El sonido del teléfono sacó a Nicole de un profundo sueño. Sólo sonó una vez antes de que se oyera el ruido amortiguado de fuertes pisadas, y a continuación la voz de Mitch en algún punto de la planta superior.
Nicole colocó los pies en el suelo con movimientos aturdidos y trató de despertarse del todo. Había tenido un sueño muy intenso. Las imágenes aún se cernían en la periferia de su mente. En ellas, Mitch trataba de abrirse camino a través de espinosos arbustos, y por fin la encontraba a ella, la besaba, le susurraba palabras dulces al oído con su voz ronca y profunda.
En fin, hacía tiempo que no fantaseaba en sueños. Y el hecho de que hubiera dormido tan poco en las noches anteriores explicaba que se hubiera quedado tan profundamente dormida. La realidad, sin embargo, le resultaba un poco sorprendente. Por algún motivo, estaba descalza y llevaba un jersey demasiado grande. Además, se hallaba en un espacioso salón con sofás tapizados en piel y una enorme chimenea de piedra.
Por fin recordó. Estaba en casa de Mitch, por supuesto. Con cautela, se palpó la hinchazón de la cabeza. El dolor seguía ahí, pero ya no tenía nada que ver con los tambores que habían resonado en su cráneo horas antes.
En la escalera se oyeron pasos, que enseguida se tornaron una humorística versión masculina del andar de puntillas. Mitch se asomó por la esquina de la chimenea.

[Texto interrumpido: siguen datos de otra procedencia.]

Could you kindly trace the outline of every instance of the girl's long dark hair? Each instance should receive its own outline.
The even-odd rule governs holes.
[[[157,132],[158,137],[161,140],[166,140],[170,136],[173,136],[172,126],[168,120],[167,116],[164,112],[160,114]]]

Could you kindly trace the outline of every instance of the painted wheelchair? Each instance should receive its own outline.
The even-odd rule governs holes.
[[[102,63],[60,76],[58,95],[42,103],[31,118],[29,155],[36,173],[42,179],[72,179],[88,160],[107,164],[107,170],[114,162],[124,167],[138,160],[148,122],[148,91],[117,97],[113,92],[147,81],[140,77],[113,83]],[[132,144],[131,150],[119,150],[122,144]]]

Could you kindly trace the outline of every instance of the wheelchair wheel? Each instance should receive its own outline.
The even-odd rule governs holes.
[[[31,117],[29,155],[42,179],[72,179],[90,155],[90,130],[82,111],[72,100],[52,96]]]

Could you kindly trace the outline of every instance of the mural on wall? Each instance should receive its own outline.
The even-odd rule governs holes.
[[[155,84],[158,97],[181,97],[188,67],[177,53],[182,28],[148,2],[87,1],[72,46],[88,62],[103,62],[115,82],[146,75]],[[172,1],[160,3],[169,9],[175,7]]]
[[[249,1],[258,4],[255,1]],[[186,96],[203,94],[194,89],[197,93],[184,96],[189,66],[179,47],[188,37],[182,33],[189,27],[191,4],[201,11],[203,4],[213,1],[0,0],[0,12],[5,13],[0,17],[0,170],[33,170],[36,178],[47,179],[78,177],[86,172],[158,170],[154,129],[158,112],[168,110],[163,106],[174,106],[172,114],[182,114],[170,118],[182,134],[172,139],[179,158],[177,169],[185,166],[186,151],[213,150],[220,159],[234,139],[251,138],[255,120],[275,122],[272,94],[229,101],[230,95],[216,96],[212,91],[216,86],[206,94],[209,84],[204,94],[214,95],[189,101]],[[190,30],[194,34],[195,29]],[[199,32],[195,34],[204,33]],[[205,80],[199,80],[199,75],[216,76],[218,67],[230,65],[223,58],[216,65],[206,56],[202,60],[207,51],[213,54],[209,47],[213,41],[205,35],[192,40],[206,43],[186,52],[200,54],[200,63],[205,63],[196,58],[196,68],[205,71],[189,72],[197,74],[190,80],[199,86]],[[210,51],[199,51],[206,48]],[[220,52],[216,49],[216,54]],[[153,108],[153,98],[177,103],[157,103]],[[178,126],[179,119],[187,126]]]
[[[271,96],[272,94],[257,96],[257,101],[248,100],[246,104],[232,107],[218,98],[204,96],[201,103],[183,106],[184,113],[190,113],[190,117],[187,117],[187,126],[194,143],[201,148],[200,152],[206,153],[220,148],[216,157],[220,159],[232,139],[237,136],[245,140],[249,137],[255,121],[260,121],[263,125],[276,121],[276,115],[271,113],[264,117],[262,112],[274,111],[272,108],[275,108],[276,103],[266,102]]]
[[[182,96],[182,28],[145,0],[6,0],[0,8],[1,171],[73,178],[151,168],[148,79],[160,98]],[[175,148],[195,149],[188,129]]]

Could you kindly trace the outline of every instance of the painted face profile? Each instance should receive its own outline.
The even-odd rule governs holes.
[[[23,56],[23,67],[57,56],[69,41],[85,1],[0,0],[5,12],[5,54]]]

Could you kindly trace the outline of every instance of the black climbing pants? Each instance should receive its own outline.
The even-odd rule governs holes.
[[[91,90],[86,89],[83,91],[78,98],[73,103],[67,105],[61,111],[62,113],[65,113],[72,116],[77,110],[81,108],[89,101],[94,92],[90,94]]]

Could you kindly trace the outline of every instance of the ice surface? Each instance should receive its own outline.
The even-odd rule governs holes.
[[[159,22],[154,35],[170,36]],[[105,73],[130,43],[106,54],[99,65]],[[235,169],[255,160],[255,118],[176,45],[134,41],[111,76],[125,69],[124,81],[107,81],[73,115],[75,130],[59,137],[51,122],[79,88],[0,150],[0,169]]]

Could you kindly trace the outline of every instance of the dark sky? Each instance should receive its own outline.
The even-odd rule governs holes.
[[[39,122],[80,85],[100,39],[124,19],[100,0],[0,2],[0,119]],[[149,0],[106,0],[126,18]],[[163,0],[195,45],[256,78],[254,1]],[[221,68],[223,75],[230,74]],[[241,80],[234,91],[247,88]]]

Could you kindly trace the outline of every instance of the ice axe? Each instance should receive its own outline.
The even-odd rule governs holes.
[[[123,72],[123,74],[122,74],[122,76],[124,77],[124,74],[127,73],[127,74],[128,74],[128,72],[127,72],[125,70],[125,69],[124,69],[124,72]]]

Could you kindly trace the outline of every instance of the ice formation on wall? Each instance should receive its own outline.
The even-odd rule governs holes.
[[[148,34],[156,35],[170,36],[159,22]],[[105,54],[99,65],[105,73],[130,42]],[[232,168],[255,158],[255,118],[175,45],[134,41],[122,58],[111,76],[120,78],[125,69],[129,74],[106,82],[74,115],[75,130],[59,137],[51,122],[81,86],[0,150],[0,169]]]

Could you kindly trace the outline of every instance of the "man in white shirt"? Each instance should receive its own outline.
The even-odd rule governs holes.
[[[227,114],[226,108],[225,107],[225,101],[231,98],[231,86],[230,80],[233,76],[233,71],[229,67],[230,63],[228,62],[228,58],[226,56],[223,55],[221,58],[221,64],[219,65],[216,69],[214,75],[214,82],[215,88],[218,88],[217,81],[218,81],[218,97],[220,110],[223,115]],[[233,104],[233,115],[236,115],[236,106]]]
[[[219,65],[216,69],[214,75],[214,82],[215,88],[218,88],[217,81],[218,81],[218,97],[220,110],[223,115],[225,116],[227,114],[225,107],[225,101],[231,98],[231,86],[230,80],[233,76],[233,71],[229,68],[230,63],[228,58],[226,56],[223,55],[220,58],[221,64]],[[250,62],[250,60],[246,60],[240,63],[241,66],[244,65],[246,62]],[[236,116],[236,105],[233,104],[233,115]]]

– Maldición, ya temía que el sonido del teléfono te despertara. Y la llamada es para ti. De Wilma. Pero si prefieres seguir durmiendo…
– Tranquilo, estoy totalmente despierta -Nicole no podía creer que el reloj de la mesa de caoba diera la hora exacta. ¿Cómo era posible que ya fueran las tres de la tarde? Rápidamente, cruzó la habitación para arrebatarle a Mitch el teléfono de la mano y adoptó de inmediato su acostumbrado aire formal-. No, no, Wilma, ya te dije que llamaras si surgía algo. Desde luego… Está bien…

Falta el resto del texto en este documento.